This is probably going to be a case of too much information. I'm sorry, but I really need help.

I'm 22, and have been in several abusive relationships. I struggled with an eating disorder for 3 years, and have always been self-injurious. I also have non-epileptic psychogenic seizures, often brought on by sexual situations. I had a major panic attack the first time my current boyfriend and I got physically intimate. A few months ago, I started to feel that there was something that happened when I was little, that I couldn't remember...but I didn't want to go digging, because what if my brain made something up? I mean, if you look to hard for a memory, you might create one.

Well, last night, my boyfriend asked what my sex fantasies are, and I froze. See, I've always fantasized about rape (since I was in elementary school), and I feel terrible about it, especially because I was date-raped a few years ago, and it's an awful crime, and I know all of this. But as I froze, I flashed on this boy, when I was in kindergarten, he was a sixthgrader, he showed me his, and then he made me show him mine to prove I wasn't a boy, and then I don't remember much other than a strange memory of him with a group of his friends of the elementary school hallway.

My parents pulled me out of the school because I was starting to act violently, particularly on the schoolbus, where I sat next to this boy.

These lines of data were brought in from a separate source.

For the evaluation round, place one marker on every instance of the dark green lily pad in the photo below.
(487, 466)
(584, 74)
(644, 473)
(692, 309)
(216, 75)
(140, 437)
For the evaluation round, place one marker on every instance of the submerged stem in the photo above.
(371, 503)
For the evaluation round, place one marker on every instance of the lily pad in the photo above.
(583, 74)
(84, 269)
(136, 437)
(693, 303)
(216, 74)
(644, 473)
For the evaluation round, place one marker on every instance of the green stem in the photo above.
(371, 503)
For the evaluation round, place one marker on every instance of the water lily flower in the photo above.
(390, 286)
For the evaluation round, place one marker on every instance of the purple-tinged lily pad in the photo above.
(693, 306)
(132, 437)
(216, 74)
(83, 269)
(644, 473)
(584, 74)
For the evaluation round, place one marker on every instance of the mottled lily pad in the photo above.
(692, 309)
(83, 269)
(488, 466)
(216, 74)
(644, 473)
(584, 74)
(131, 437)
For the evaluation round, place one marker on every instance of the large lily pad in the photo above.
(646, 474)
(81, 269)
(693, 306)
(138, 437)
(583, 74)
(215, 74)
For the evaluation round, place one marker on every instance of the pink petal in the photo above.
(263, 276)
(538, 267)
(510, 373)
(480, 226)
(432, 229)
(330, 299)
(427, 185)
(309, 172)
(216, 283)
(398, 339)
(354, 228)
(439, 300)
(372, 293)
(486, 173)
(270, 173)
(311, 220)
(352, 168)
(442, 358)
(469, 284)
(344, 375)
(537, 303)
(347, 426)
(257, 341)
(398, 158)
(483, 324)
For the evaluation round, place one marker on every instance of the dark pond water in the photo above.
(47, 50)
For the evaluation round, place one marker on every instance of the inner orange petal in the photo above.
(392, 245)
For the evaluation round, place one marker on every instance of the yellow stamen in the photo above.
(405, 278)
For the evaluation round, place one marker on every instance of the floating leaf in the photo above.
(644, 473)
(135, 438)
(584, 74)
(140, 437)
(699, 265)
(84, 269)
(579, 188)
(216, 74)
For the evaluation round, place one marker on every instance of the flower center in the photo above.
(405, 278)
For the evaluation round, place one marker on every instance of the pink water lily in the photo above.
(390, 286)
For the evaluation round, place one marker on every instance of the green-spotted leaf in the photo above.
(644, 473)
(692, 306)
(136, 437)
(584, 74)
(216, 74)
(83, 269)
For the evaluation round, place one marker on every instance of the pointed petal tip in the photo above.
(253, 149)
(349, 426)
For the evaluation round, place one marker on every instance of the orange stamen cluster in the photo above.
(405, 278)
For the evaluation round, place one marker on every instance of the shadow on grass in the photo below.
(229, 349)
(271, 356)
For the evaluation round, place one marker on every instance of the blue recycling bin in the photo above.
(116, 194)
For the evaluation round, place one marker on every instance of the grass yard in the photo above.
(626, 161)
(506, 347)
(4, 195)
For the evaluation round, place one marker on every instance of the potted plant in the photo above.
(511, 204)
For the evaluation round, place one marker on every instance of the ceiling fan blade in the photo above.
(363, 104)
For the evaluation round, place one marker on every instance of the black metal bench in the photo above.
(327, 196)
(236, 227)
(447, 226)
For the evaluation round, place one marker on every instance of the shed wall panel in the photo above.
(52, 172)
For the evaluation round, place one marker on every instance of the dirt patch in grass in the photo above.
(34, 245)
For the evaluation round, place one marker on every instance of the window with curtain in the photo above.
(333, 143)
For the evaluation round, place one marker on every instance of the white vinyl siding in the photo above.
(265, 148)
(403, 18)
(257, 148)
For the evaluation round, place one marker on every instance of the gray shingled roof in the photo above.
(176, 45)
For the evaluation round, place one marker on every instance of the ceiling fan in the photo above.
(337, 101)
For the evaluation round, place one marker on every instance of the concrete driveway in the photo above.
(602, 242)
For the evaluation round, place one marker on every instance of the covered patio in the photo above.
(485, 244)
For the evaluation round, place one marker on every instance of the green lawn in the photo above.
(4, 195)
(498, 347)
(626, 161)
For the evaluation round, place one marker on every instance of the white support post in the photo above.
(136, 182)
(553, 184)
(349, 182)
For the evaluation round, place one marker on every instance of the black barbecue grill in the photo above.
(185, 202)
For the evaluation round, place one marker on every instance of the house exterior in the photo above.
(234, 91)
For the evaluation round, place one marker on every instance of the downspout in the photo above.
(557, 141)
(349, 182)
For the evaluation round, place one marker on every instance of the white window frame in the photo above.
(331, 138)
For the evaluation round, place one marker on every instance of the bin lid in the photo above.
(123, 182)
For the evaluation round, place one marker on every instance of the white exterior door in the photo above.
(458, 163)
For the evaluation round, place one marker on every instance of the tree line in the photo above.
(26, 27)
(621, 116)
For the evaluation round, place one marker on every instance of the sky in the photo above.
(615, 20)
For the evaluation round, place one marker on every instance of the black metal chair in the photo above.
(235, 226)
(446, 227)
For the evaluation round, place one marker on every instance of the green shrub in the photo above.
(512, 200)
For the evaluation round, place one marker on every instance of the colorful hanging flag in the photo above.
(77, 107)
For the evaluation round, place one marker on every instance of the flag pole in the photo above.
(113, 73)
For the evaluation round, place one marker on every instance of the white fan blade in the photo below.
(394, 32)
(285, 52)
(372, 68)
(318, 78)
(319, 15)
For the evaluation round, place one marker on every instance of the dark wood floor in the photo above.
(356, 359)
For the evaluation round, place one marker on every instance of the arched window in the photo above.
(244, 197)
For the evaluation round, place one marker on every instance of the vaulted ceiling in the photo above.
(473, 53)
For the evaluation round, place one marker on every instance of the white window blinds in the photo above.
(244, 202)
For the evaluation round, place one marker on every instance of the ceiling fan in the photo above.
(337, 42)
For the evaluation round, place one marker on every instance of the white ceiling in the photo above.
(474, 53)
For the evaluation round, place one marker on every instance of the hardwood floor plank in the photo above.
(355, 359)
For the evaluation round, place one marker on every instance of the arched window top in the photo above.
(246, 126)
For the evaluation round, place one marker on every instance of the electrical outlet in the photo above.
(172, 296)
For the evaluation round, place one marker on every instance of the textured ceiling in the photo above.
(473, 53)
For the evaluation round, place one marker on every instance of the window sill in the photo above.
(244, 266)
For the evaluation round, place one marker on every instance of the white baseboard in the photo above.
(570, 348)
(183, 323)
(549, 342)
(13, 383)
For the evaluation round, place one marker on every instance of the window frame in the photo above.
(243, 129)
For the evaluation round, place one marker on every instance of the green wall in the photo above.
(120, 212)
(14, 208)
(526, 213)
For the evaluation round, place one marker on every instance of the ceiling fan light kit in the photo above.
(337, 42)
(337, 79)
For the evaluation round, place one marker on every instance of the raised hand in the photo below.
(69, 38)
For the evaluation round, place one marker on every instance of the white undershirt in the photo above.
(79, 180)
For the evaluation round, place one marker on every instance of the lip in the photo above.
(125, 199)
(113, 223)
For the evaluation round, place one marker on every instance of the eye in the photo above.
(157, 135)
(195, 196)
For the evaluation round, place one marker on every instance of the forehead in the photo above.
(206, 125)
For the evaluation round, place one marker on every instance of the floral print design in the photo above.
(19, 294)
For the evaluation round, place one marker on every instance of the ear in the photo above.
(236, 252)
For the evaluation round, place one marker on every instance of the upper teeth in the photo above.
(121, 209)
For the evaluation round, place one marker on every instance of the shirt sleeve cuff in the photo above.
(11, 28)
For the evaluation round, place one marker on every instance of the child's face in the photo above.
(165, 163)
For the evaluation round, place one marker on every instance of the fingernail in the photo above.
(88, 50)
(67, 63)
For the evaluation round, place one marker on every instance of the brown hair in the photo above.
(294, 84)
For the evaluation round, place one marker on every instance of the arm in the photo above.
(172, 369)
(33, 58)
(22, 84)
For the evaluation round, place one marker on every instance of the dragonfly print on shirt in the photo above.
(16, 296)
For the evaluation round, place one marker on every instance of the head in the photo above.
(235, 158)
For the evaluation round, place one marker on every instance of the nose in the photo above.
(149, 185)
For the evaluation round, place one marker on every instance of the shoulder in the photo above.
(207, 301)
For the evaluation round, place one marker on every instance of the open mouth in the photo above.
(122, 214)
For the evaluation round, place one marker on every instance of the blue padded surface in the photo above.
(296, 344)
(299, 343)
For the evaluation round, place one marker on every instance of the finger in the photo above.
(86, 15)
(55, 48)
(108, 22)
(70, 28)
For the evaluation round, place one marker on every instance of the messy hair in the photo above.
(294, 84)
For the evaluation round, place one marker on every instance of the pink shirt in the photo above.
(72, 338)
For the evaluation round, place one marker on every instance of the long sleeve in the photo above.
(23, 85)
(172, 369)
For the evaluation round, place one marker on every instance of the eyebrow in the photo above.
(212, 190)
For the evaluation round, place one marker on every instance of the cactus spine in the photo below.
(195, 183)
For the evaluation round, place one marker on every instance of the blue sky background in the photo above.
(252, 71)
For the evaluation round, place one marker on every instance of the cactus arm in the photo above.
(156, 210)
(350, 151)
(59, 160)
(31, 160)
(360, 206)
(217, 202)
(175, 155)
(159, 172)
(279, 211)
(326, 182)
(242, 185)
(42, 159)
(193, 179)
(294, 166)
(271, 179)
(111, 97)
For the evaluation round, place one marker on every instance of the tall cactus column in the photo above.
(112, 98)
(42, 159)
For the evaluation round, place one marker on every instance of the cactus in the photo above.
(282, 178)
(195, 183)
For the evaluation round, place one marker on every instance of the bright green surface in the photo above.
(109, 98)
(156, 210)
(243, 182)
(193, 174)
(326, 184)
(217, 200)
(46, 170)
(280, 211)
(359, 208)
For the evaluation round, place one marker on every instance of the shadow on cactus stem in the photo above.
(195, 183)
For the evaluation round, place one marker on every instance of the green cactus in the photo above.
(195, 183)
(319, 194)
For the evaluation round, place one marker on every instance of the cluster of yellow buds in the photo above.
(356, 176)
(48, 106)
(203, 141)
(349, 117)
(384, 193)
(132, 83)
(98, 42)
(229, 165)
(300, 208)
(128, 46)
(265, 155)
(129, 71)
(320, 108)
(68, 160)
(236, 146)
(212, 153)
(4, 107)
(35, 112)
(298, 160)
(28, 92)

And now I don't know what to do, I seem to float back and forth between catatonia and normality. every time I think about it I get really nauseous and lightheaded. I told my boyfriend that I would talk to him about what happened to me tomorrow...he doesn't know about any of it, even the recent stuff, and I figure he should know...but i don't know if I can do it. I don't know what to do about any of it, or what I can do. But then I think about the kind of kid who would do that to a 5 year old, and I think about what sort of person he would grow up into, and then I feel like I have to do something, but I don't want to talk about it, especially with my parents...they don't know about the recent stuff either, just that I dated some jerks.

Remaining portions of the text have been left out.